Despite a lukewarm start to her college education, Lynae is thrilled with graduate classes at the UO. "I'm having a tremendous amount of fun in the program. I find master's level work challenging and stimulating." She especially appreciates being able to delve into specific passions and to tailor her research around her passions. Perhaps most importantly, Lynae is pleased with the sense of community within the College of Education. "I really appreciate the cohort-style program because we get to experience life together. We have the ability to watch each other and received feedback. It's a major strength of program," she says.
And as if pursuing a graduate degree wasn't enough for any student, Lynae has an entire life outside of academics with her husband Brian, who is a full time student at Lane Community College, and a daughter, age 10. With two full time students in the family and a young child, scholarships make all the difference. "We have the challenges of daily life," she sighs. "My husband and I have had to be very wise with our money. Our scholarships help us to not worry about extra loans. We're fortunate that my husband also has received scholarships. We wouldn't be able to go to school without them."
When not in school, Lynae and her husband are also actively involved in the Eugene community and work hard to impart an ethic of service to their daughter. "My husband and I both are chomping-at-the- bit to get our daughter out of the country. For right now, we include her in our community services work and take her with us when we feed the homeless, work with street youth, or volunteer at clothing drives." Lynae remembers her own experiences traveling and volunteering as a teenager, "I'm inspired by my faith and by my past experiences traveling outside the country and seeing other people's circumstances. I went to Haiti before the earthquake and I can't even imagine how it could be worse than it was then. There's something important about stepping outside yourself. I see that there is a need for people to connect and share their pain, their experience. It helps you to get out of the "me, me, me" attitude and to realize there's so much more to life."

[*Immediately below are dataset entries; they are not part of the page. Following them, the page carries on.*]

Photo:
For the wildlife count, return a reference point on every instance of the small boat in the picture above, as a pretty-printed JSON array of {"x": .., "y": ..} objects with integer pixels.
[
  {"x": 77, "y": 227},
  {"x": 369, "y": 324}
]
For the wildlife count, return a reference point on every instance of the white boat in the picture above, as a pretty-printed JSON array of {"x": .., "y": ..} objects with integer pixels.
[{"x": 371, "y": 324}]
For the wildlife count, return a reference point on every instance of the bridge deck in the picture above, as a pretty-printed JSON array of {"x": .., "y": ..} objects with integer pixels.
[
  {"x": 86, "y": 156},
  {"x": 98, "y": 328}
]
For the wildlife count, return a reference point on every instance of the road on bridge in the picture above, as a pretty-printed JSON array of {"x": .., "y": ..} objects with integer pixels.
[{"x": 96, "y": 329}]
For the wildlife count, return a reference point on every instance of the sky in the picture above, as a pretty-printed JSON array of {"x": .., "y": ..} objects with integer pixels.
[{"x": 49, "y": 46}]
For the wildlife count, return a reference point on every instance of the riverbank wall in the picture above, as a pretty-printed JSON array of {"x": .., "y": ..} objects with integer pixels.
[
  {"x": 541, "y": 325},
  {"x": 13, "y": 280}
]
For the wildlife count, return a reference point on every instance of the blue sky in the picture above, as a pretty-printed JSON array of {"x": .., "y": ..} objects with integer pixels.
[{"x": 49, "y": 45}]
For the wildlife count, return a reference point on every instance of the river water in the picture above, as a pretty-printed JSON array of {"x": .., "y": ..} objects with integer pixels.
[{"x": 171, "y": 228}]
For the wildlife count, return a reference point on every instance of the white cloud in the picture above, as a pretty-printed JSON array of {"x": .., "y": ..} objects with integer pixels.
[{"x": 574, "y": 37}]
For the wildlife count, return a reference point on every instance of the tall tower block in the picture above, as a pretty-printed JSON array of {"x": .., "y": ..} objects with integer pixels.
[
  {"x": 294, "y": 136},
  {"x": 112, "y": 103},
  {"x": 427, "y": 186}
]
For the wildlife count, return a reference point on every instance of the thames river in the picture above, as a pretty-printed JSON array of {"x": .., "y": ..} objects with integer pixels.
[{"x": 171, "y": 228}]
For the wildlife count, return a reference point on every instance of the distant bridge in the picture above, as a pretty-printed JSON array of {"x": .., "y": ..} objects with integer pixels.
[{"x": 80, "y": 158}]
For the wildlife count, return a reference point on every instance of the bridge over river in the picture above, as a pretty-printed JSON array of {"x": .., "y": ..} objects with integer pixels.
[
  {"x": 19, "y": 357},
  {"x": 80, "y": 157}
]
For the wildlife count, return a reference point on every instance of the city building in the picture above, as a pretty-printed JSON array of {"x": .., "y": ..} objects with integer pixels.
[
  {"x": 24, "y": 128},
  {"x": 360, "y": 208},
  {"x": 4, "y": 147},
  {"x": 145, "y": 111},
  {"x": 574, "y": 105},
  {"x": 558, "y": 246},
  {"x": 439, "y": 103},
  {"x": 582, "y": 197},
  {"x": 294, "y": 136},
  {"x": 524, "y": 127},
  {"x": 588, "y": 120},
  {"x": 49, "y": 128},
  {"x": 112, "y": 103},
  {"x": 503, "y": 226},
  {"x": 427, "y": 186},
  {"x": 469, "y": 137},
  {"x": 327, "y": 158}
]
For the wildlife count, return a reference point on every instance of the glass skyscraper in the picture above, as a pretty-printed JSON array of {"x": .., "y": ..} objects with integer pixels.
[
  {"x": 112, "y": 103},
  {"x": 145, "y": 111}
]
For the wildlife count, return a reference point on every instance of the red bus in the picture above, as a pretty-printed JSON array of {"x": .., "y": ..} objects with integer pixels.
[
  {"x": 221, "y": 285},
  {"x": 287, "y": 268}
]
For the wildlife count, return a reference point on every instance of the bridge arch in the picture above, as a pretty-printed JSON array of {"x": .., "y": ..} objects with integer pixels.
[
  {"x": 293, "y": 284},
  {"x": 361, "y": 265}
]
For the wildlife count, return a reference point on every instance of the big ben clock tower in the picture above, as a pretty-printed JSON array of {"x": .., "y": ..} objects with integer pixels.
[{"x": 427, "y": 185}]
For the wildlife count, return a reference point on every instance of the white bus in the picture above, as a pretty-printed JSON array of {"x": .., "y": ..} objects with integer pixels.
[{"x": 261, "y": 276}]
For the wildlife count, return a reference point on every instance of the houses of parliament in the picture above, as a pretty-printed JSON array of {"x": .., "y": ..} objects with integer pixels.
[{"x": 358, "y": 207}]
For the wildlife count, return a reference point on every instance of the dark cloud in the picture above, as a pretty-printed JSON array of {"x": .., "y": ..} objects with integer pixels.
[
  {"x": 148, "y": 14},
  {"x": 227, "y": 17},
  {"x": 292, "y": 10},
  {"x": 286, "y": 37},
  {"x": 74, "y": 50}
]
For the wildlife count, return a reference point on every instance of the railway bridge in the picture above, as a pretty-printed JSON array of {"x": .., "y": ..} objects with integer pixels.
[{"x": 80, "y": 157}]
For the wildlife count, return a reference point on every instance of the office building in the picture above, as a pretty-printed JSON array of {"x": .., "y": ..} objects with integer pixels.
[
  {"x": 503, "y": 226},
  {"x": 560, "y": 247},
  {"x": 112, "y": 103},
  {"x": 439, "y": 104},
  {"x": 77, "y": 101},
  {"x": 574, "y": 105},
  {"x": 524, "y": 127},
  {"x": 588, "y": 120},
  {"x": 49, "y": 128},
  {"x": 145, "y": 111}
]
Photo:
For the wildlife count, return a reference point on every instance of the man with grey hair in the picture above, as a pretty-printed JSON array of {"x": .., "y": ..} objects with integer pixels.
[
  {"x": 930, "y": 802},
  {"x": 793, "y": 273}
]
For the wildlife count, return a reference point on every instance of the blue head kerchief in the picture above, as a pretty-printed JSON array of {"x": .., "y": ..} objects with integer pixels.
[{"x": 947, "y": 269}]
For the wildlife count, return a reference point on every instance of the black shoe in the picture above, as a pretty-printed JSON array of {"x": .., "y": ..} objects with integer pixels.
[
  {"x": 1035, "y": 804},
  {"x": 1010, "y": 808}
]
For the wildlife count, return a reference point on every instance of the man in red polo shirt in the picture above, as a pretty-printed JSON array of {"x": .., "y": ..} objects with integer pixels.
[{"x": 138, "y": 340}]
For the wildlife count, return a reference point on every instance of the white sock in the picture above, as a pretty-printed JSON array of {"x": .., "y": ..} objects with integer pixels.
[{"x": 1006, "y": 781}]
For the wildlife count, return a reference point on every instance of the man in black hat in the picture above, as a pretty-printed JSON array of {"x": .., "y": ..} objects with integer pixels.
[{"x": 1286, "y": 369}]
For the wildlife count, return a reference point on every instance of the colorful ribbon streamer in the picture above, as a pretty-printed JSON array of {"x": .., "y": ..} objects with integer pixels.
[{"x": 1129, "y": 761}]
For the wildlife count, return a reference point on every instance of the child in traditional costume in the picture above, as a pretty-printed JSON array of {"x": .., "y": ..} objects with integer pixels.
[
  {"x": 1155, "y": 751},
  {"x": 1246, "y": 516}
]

For Lynae, her experiences traveling, volunteering, and completing her internship hours through the College of Education were an important part of her own personal discovery. "Getting the focus off of you, helps you to find yourself" she confides.
Looking toward the future, Lynae would like to pursue a PhD, to work in a community-oriented mental health program, and maybe even teach. No matter what path she chooses one thing is clear: this Duck plans to make her mark through a life of compassion and service toward others - an impact made possible through the gifts of UO donors.
As she puts it, "Thank you seems too simple. When you are on the receiving end of a gift, it's easy to take it for granted. But school wouldn't be a possibility for me and my family without the generosity of donors. I feel so much appreciation."